A first line of defense is short-term acute inflammation, in which immune cells, anti-inflammatory agents and tissue-remodeling processes act against tissue injury or risky substances (i.e., antigens such as allergens, toxins or pathogens) (Chung et al. 2019).
Chronic Inflammation and Chronic Disease
Acute inflammation is vital, but problems arise when the acute inflammatory response fails to resolve the harmful cellular intrusion. More defense components are mobilized, leading to a persistent, low-grade, long-term immune response known as chronic inflammation and a host of potentially serious health challenges (see “The Progression From Acute to Chronic Inflammation,” below).
Libby (2007) summarizes strong evidence that chronic inﬂammatory pathways contribute decisively to the development of a number of chronic diseases. This article will focus first on the association between chronic low-grade inflammation and obesity, type 2 diabetes and aging. Then it will review how exercise can combat chronic inflammation.
Most human beings live in countries where overweight and obesity kill more people than underweight does. In 2016, approximately 11% of men and 15% of women in the global adult population were considered obese. Woefully, 38 million of the world’s children under age 5 were obese or overweight in 2019 (WHO 2020a).
Clinically, overaccumulation of adipose tissue (fat) contributes to the development of hypertension, atherosclerosis, type 2 diabetes, hypercholesterolemia, nonalcoholic fatty liver disease, gall bladder disease, arthritis, Alzheimer’s disease and cancer (Ferrante 2007). White adipose tissue is no longer considered inert tissue committed solely to energy storage (Ellulu et al. 2017), and the relationship between obesity and inflammation has led to some fascinating research.
See also: The Food-Inflammation Connection
Fat and Inflammation: The Basics
Adipose tissue is composed of adipocytes (where fat is stored), pre-adipocytes, and various other types of immune cells (Boutens & Stienstra 2016).
Adipose tissue is stored in subcutaneous (below the skin) and visceral (around internal organs) storage depots. Epidemiological evidence indicates that visceral fat mass is a dominant risk factor for the development of metabolic abnormalities, including insulin resistance (Boutens & Stienstra 2016).

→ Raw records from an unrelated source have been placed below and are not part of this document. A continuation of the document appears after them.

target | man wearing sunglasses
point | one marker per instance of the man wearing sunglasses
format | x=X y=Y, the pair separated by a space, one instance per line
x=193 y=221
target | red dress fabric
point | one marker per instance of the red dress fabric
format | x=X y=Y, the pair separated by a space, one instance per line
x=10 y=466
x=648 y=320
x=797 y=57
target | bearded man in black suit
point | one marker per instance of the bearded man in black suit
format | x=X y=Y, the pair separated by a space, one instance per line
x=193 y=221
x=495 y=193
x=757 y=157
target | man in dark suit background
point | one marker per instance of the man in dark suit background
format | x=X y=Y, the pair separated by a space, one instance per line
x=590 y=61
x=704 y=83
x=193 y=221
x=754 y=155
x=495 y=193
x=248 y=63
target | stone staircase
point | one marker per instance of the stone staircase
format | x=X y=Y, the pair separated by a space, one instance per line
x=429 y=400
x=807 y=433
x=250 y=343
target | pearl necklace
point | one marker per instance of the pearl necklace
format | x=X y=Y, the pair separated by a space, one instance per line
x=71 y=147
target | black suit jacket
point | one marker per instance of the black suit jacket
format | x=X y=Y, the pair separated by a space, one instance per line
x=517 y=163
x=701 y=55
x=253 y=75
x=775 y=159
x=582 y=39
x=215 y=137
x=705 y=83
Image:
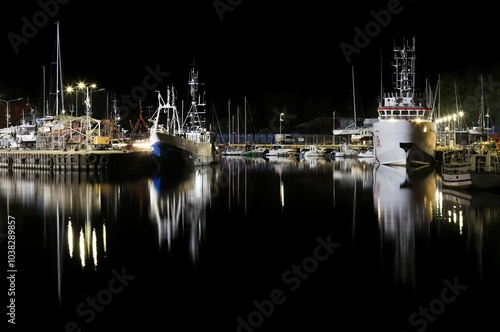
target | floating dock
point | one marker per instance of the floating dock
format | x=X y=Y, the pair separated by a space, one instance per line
x=72 y=160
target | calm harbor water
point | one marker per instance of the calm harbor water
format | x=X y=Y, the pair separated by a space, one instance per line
x=249 y=245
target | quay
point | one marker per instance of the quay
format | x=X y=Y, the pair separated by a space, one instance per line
x=74 y=160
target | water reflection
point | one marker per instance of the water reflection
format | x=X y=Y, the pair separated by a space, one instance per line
x=178 y=207
x=404 y=208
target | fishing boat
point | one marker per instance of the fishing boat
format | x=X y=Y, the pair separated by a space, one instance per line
x=468 y=170
x=315 y=151
x=405 y=134
x=279 y=150
x=254 y=151
x=190 y=143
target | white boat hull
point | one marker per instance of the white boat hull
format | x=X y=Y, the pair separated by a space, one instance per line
x=403 y=142
x=176 y=151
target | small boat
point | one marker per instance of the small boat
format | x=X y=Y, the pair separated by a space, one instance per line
x=346 y=152
x=230 y=150
x=281 y=151
x=366 y=154
x=463 y=169
x=253 y=151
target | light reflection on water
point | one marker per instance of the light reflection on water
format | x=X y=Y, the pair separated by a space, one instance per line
x=89 y=224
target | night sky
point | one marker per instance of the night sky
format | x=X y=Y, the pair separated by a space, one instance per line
x=258 y=49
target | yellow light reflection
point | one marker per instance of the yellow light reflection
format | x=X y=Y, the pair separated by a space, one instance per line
x=104 y=238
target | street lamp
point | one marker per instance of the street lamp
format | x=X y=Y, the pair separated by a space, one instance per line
x=70 y=89
x=7 y=114
x=281 y=120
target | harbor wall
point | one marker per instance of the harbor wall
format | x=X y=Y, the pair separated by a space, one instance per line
x=57 y=160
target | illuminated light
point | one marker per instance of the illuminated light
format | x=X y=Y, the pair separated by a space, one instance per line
x=282 y=195
x=104 y=238
x=94 y=247
x=82 y=247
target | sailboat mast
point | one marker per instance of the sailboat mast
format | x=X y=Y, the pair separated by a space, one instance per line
x=58 y=72
x=245 y=119
x=481 y=112
x=354 y=97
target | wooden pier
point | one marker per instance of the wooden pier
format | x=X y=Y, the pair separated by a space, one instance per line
x=59 y=160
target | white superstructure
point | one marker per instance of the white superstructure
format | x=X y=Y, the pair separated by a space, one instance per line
x=405 y=133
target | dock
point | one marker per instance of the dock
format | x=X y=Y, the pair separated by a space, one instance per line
x=79 y=161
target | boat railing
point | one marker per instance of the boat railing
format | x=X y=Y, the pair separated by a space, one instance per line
x=403 y=113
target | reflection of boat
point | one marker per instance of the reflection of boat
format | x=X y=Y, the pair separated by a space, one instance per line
x=462 y=169
x=366 y=154
x=316 y=152
x=191 y=144
x=405 y=132
x=281 y=151
x=178 y=206
x=254 y=151
x=404 y=207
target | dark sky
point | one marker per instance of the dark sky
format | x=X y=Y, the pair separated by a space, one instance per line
x=244 y=48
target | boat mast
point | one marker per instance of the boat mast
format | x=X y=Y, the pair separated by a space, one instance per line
x=58 y=72
x=354 y=98
x=481 y=111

It has been shown that, at the cellular level, obesity changes adipose tissue structure. Obesity leads to alterations in the composition and number of immune cells produced by adipocytes. The outcome is a low-grade inflammation that is associated with insulin resistance and type 2 diabetes (Boutens & Stienstra 2016).
As adipocytes continue to enlarge with obesity, blood supply to these fat cells decreases, causing hypoxia (low blood oxygen) and, consequently, endothelial dysfunction (Ellulu et al. 2017). Ellulu and colleagues show that endothelial dysfunction is dangerous because it increases the vasoconstriction response in large arteries responsible for supplying oxygenated blood to active tissue.
Adipokines and Cytokines
The immune cells in adipose tissue produce and secrete a wide variety of adipokines. Adipokines are a family of hormones—with both pro- and anti-inflammatory effects—that facilitate communication to other cells and tissues involved in satiety (feeling of fullness) and regulation of energy metabolism (Boutens & Stienstra 2016).
Interestingly, early studies revealed that people with obesity have higher circulating concentrations of systemic markers of inflammation compared with lean individuals.
As obesity develops, adipose tissue begins storing excess triglycerides, which can alter the release of adipokines and cytokines (small proteins that are crucial in controlling the growth and activity of other immune system cells). This imbalanced release leads to a systemic inflammatory process that interferes with insulin signaling.
As further explained by Boutens & Stienstra, experiments have shown that the inflammatory status, determined by the release of cytokines, is elevated in visceral fat as compared with subcutaneous fat.
Obesity has been found to increase the secretion of TNF-, an inﬂammatory cytokine that has an influence on whole-body lipid and glucose metabolism. Obesity may also increase the expression (i.e., the process by which the information encoded in a gene is used to direct the assembly of a protein molecule) of more than a dozen genes that produce inﬂammatory proteins (Ferrante 2007).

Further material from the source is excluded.